Being Radical by Just Being

Jarrod’s post about Brian McLaren reminded me to post up a link to Shane Claiborne’s book The Irresistible Revolution. I’ve only read the excerpt from ch5 (3.1mb pdf) but wow! What great stuff.

A few powerful quotes:

Charity wins awards and applause, but joining the poor gets you killed. People do not get crucified for charity. People are crucified for living out a love that disrupts the social order, that calls forth a new world. People are not crucified for helping poor people. People are crucified for joining them.

and

We are about ending poverty, not simply managing it. We give people fish. We teach them to fish. We tear down the walls that have been built up around the fish pond. And we figure out who polluted it.

The chapter is full of anecdotes about living in an urban slum in Philadelphia. The Simple Way community is just trying to keep it simple: love God, love people, follow Jesus. The ‘constructive program’ of nonviolence at work.

Shane and the gang at the Simple Way remind me of a great phrase, I think from Daniel Berrigan, about how we need to start “living as if the truth was really true” – sounds like they do just that.

Carole Powell’s court sentencing statement

Statement given on 2 August 2007

Your honour, before sentencing me I would ask you to take into consideration that I have been working as a nurse for 33 years. A role that helps to heal and save lives. A role where I have seen first hand the devastation reeked on young men who have had their arms and legs blown off by bombs. I have heard them scream in the night at the total horror of it. I have seen the psycho-social and physical effects that war has bought to veterans of WW2, Vietnam and the Gulf War and the impact that has on their families.

I currently work in palliative care where I help people achieve a spiritually and physically pain free death and preserve the dignity of their humanity.

I have friends from Iraq, Sudan and South America who have lost their countries to war.

I am also a catholic Christian – a committed follower of the nonviolent Jesus, a prophet of peace. The same man who on the night of his arrest told the disciples to ‘put away your sword’. The man who said ‘Love your enemies’ and ‘What ever you do unto another you do unto me’. His example of living is an integral part of a Christian life, not an optional extra.

I would ask your honour to bear with me whilst I read a quote form an Italian journal called La Civilta Cattolica written post Persian Gulf War 1991.

War almost never ends war with true peace: it always leaves behind a remnant of hatred and a thirst for revenge, which will explode as soon as the opportunity offers its self.

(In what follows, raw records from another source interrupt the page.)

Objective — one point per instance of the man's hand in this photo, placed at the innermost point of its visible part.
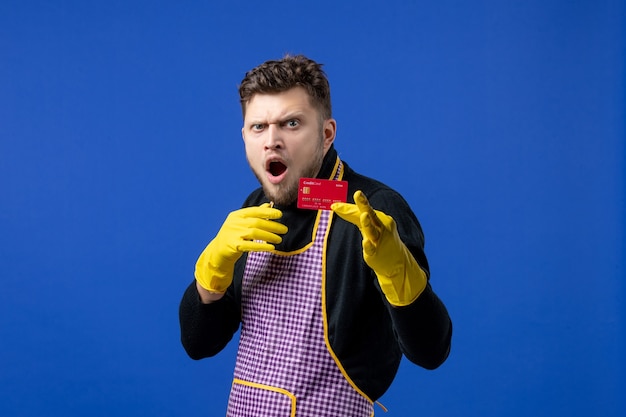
(400, 277)
(244, 230)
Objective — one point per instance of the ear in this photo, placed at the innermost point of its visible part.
(329, 131)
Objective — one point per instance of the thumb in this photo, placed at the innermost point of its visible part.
(348, 212)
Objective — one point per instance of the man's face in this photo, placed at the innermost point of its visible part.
(285, 140)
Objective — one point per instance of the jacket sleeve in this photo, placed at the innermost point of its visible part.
(423, 328)
(205, 329)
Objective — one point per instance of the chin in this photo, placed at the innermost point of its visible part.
(281, 195)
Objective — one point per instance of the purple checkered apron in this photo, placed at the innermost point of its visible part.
(284, 368)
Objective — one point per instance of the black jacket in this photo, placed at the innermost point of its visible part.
(367, 335)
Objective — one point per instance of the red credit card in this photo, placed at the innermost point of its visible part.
(316, 194)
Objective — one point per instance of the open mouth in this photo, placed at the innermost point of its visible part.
(276, 168)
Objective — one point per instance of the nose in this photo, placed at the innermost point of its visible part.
(273, 139)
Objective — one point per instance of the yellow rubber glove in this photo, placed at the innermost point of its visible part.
(400, 277)
(244, 230)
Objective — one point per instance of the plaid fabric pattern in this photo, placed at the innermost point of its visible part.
(282, 351)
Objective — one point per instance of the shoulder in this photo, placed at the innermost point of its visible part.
(256, 198)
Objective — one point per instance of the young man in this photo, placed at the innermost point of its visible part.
(328, 300)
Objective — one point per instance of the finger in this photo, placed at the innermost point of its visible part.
(348, 212)
(369, 228)
(254, 246)
(364, 206)
(261, 212)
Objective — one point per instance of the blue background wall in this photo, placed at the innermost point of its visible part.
(501, 122)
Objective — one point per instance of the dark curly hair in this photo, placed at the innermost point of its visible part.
(291, 71)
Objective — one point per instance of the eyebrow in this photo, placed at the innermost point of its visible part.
(297, 114)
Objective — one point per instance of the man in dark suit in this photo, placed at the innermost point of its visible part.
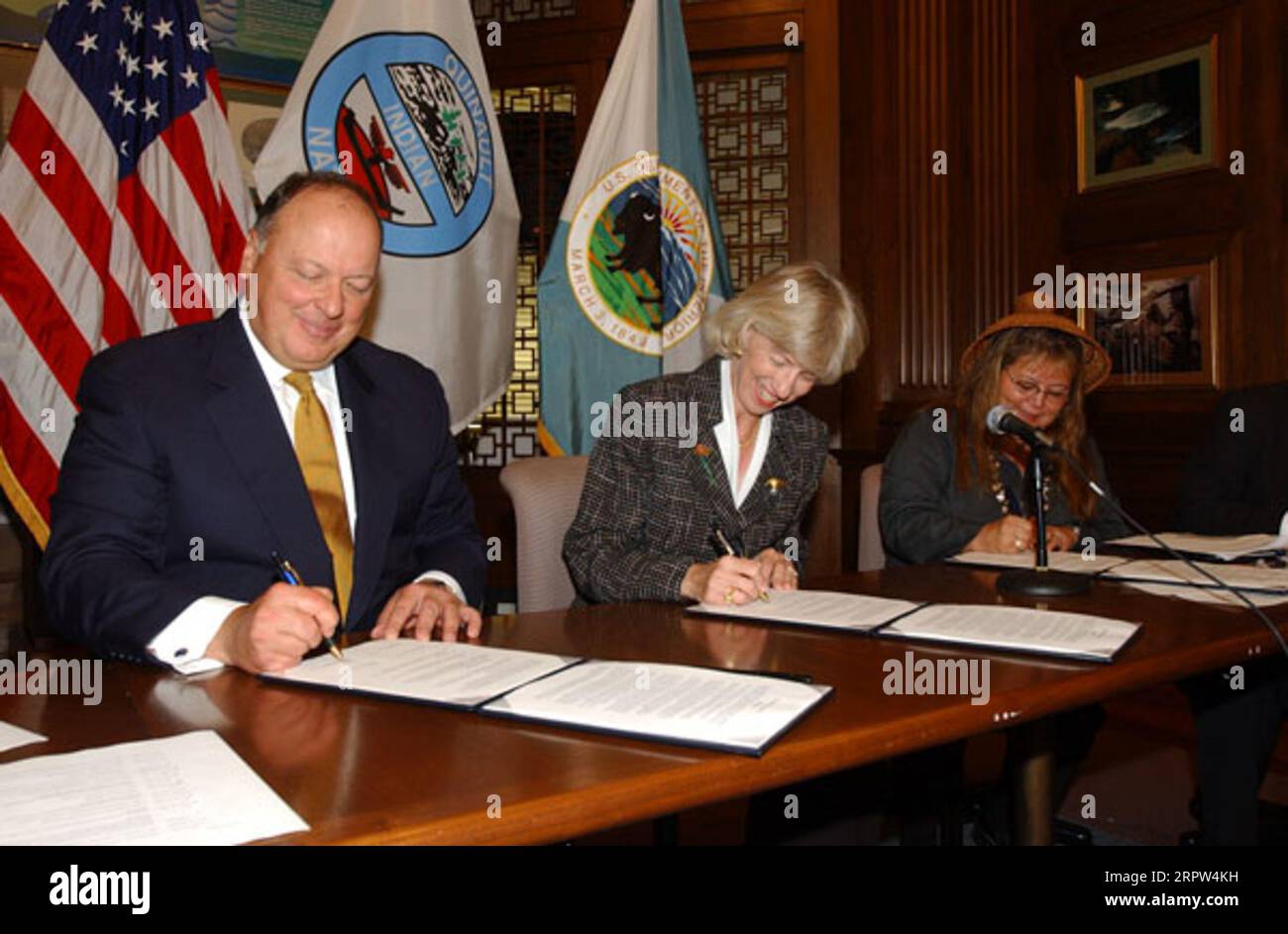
(201, 451)
(1235, 484)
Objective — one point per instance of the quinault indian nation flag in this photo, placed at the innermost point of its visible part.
(394, 95)
(119, 175)
(636, 260)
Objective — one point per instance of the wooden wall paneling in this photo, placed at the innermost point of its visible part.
(1188, 217)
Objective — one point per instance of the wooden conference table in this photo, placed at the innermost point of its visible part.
(364, 771)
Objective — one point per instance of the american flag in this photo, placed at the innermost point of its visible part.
(119, 166)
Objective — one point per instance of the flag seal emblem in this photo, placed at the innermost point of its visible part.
(400, 114)
(640, 256)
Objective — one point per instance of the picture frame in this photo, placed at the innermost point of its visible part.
(1172, 342)
(1147, 120)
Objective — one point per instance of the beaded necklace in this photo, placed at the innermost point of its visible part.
(1000, 491)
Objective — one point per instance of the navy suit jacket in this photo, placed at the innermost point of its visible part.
(179, 482)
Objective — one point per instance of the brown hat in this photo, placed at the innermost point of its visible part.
(1095, 361)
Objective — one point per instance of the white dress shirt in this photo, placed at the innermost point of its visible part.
(726, 437)
(183, 643)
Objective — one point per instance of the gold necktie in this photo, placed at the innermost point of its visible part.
(314, 447)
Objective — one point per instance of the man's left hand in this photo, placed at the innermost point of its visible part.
(423, 609)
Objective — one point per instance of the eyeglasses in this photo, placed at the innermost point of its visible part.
(1029, 389)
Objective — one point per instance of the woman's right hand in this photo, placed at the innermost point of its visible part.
(726, 579)
(1009, 535)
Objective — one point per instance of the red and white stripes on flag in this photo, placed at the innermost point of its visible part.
(119, 166)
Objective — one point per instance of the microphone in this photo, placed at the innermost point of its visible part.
(1003, 420)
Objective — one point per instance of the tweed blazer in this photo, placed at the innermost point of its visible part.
(649, 506)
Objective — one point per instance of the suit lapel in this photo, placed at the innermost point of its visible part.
(249, 425)
(374, 482)
(704, 464)
(780, 464)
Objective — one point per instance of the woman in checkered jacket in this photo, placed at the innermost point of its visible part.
(690, 463)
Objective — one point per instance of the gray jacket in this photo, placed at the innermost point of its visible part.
(649, 505)
(926, 517)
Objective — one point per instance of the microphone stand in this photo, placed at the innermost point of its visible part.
(1041, 581)
(1131, 521)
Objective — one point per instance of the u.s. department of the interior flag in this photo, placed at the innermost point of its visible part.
(636, 260)
(394, 95)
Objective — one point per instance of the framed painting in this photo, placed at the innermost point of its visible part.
(1171, 339)
(1149, 119)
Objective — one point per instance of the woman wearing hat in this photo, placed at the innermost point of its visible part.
(949, 484)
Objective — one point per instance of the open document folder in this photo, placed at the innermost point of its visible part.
(725, 710)
(183, 789)
(1019, 629)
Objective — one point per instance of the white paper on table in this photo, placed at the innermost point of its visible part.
(1224, 547)
(1241, 576)
(184, 789)
(449, 673)
(13, 737)
(1069, 562)
(815, 608)
(1077, 635)
(729, 710)
(1209, 594)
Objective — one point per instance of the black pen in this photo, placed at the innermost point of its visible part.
(732, 553)
(291, 576)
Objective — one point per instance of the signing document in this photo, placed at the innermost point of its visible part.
(1021, 629)
(449, 673)
(1239, 576)
(1224, 547)
(183, 789)
(815, 608)
(1069, 562)
(724, 710)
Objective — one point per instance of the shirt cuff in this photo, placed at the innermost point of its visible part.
(183, 643)
(447, 581)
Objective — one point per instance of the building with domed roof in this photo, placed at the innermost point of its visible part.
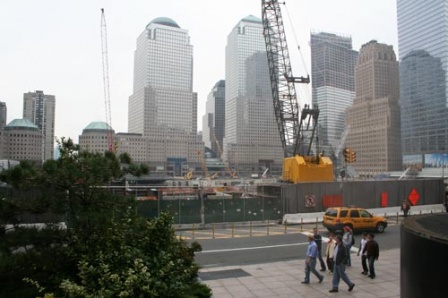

That is why the human story has been a series of unending wars. War initiates a spiral of hatred and violence, which is extremely difficult to stop. War is therefore useless, since it solves no problems, and makes them insoluble. [1]

Bearing that in mind and the fact that I have exhausted all the usual means available to me, writing to politicians – especially the prime minister and the Defence Ministers Robert Hill and Brendan Nelson, participating in street marches, writing letters to newspapers I decided the only way I could now make a difference was to go to the military personnel, human to human, and enter into dialogue with them and invite them into an alternative to being part of war. To use their innumerable skills in more life giving ways.

I would like to ask your honour to consider then that my action was like an ambulance with its sirens on running a red light to save lives. I went there to save lives – which I saw as a moral imperative.

[1] Quoted in John Dear, The God of Peace: Toward a Theology of Nonviolence, Orbis Books,1994

Powerful peace testimonies

The Talisman Sabre wargames sparked some powerful nonviolent protest.

Out of that, two statements testify to the power of faith in nonviolence in a world of near-total war. These could easily be used as opening or closing meditations for Pace e Bene workshops!

1. Imagining Peace – the statement by 5 Christian peace activists about why they walked on to the wargames site.
2. Carole Powell’ s statement to the court on 2/8/07, explaining how she came to be involved in that action.

Avoiding the post-lunch lull

Gill and I facilitated a very rewarding day-long Engage introduction program on the Central Coast on Saturday. The feedback at the end was positive about the mix of standing & sitting, high-energy & personal reflection, etc.

One person commented that the ‘post-lunch lull’ was hard for him. Because of where we were up to in the program, Gill used the first forty minutes or so after lunch for the ‘3 ways of responding to violence’ and the ‘2 hands of nonviolence’ exercises, both done personally and/or as ‘body learning’ exercises. At the time I thought they went very well, but in hindsight I can see that maybe we needed more high-energy exercises at that time.

The problem is, we can’t just mix up the order to suit the energy cycles of the day! So what’s the solution?

King and Jesus

I came across a great article today about Martin Luther King Jr and Jesus as prophets of nonviolence. Quoting Rev James Lawson, himself a great hero of the US Civil Rights movement, Ched Myers says “If you want to understand King you must look at Jesus.” But Myers then adds: “… but the converse also applies: if we want to understand Jesus, we would do well to look at King.”